James Franco’s The Disaster Artist is a biographical comedy-drama based on one of the worst movies of all time, The Room.
Make no mistake I’m not referring to the Lenny Abrahamson thriller Room that stars Brie Larson, but instead Tommy Wiseau’s 2003 cult movie. It received such poor reviews at the time that it quickly gained cult status as a tragicomic disasterpiece.
Franco transforms the true-story of the aspiring filmmaker and infamous Hollywood outsider Tommy Wiseau into a celebration of friendship, courage and artistic expression.
Sick of being rejected for movie roles Tommy (James Franco) decides to write, direct and star in his own masterpiece. But his expectations don’t match up with reality and although his passion can’t be questioned, his methods and somewhat unorthodox.
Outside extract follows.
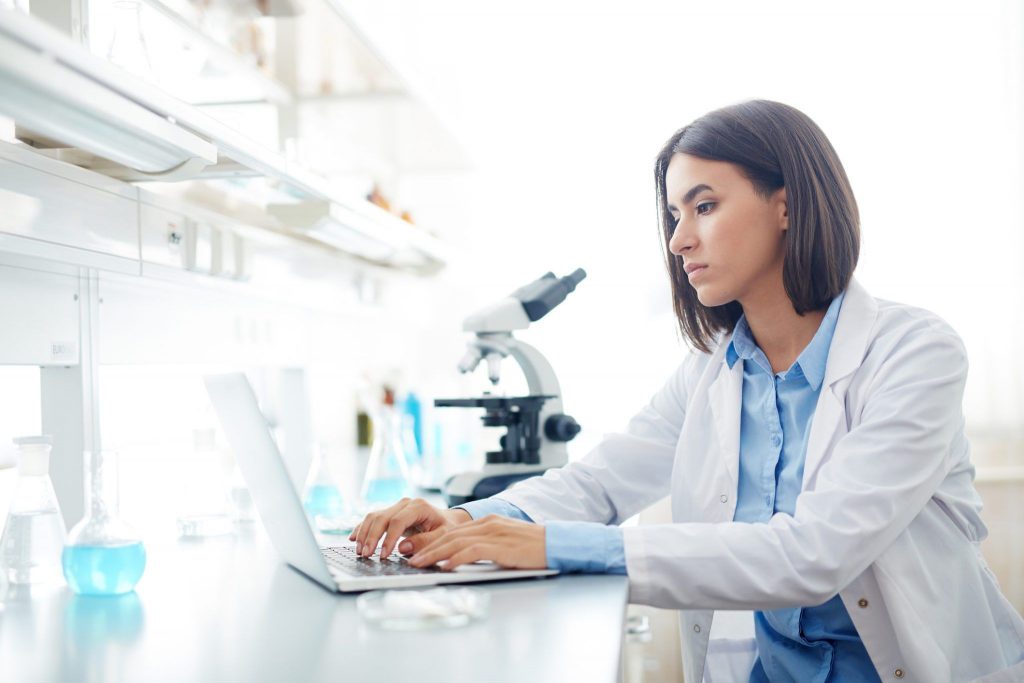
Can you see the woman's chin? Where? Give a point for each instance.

Along with his best friend Greg Sestero (played by Dave Franco) Tommy continues with his movie, throwing money at any problem that arises. We’re never told how old Tommy is, where he’s from or how he got to be so rich. It’s all part of what makes his character so intriguing.
Franco stays true to Sestero’s non-fiction chronicles of his time on set. The end credits treat us to a side-by-side comparison of The Room and The Disaster Artist. This shows the level of detail Franco went to in his role as director and actor to ensure that he replicated Tommy’s vision. There’s even stories that he would direct scenes in character to realistically portray the manic way the director worked.
If The Room is “The Greatest Bad Movie Ever Made” then The Disaster Artist is the greatest adaptation of a terrible movie.
Unlike anything I’ve ever seen before, The Disaster Artist is a movie about a movie, from inception to creation to release. This is a movie that explores what it means to truly follow your dreams despite the consequences.
This isn’t your typical stoner-comedy that we have become used to seeing Franco in, it’s a movie with heart and extreme attention to detail. There are funny moments, but for the most part you’re concentrating on the drama of it all and the purposely awkward scenes throughout.